The word "Chinoor" (variations like "Chinnor", "Chinnur" or "Chinnaur") has its roots in three distinct components:

1. Chi: Derived from "Chiknai Yukt," indicating the rice's high oil content.
2. Nau: Originating from "Nokdaar," meaning sharp tip, referring to the rice grain's shape.
3. R: Simply denoting "rice"

=== Local name ===
It is known as Bhandara Chinnor rice (भंडारा चिन्नोर तांदूळ) or simply only as Chinoor rice.

==Description==
Bhandara Chinoor rice is an aromatic, and endemic rice variety from Maharashtra. High aroma arises from a mixture of compounds like alcohols, aldehydes, esters, and 2-Acetyl-1-pyrroline (2AP). This rice is tender and non-sticky, remaining firm after cooking. It is fat-free and gluten-free with a high elongation ratio. The medium-grain rice is soft to the touch, white in color, and hard in texture with a shelf life of 18 months, offering a sweet and appealing taste:

==Geographical indication==
It was awarded the Geographical Indication (GI) status tag from the Geographical Indications Registry under the Union Government of India on 1 July 2023, and is valid until 30 April 2030.

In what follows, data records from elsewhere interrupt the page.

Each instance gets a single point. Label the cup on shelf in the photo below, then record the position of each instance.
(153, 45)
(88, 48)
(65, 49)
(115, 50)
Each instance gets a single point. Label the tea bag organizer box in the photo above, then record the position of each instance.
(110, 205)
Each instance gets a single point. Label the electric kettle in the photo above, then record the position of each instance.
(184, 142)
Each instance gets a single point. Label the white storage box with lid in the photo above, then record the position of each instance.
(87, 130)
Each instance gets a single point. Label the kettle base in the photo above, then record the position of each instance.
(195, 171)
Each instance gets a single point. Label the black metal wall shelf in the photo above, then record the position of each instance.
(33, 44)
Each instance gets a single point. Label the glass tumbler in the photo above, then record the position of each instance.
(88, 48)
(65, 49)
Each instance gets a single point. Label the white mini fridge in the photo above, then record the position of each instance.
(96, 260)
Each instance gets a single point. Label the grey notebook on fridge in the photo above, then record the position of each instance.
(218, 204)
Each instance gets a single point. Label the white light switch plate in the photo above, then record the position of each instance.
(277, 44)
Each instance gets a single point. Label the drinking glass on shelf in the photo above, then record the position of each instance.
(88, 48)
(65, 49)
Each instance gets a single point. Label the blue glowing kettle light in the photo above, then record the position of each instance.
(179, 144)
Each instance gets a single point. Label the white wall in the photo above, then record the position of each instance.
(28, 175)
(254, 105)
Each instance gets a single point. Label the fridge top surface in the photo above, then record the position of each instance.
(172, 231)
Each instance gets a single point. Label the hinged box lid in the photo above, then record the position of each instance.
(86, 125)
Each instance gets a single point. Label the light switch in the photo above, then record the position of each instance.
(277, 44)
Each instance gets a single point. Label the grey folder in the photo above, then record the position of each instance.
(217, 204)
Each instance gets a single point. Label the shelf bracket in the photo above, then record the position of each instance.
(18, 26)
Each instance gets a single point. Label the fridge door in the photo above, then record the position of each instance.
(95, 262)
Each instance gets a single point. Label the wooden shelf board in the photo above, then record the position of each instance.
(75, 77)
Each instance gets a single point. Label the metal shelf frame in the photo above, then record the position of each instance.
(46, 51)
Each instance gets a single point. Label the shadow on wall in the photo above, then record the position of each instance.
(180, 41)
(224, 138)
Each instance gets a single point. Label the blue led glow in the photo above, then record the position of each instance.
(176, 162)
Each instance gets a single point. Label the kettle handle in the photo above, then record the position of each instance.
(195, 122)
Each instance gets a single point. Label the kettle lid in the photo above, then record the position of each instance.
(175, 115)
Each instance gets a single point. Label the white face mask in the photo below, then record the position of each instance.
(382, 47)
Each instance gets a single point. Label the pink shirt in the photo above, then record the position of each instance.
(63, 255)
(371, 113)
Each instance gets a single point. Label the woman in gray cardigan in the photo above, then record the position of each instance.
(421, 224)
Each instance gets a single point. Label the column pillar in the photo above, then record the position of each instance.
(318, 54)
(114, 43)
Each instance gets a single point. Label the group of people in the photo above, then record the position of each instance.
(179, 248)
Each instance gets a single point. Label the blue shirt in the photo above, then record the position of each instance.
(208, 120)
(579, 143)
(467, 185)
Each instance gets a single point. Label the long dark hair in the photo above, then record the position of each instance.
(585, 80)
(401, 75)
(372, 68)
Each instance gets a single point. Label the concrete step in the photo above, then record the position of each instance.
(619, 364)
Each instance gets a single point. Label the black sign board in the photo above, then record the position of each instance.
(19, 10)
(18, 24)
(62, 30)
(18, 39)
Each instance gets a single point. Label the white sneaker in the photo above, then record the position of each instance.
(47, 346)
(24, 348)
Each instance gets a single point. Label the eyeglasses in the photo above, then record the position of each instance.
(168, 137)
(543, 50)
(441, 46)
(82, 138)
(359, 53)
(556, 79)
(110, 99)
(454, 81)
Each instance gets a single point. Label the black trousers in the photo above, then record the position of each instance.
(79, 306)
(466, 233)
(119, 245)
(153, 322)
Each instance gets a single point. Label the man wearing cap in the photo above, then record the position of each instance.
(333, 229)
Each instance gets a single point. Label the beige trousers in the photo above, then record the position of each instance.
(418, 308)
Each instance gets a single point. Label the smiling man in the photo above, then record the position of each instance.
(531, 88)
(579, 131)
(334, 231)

Bhandara Chinoor Dhan Utpadak Sangh from Pauni, proposed the GI registration of Bhandara Chinoor rice. After filing the application in May 2020, the rice was granted the GI tag in 2023 by the Geographical Indication Registry in Chennai, making the name "Bhandara Chinoor rice" exclusive to the rice grown in the region. It thus became the third rice variety from Maharashtra and the 35th type of goods from Maharashtra to earn the GI tag.

The GI tag protects the rice from illegal selling and marketing, and gives it legal protection and a unique identity.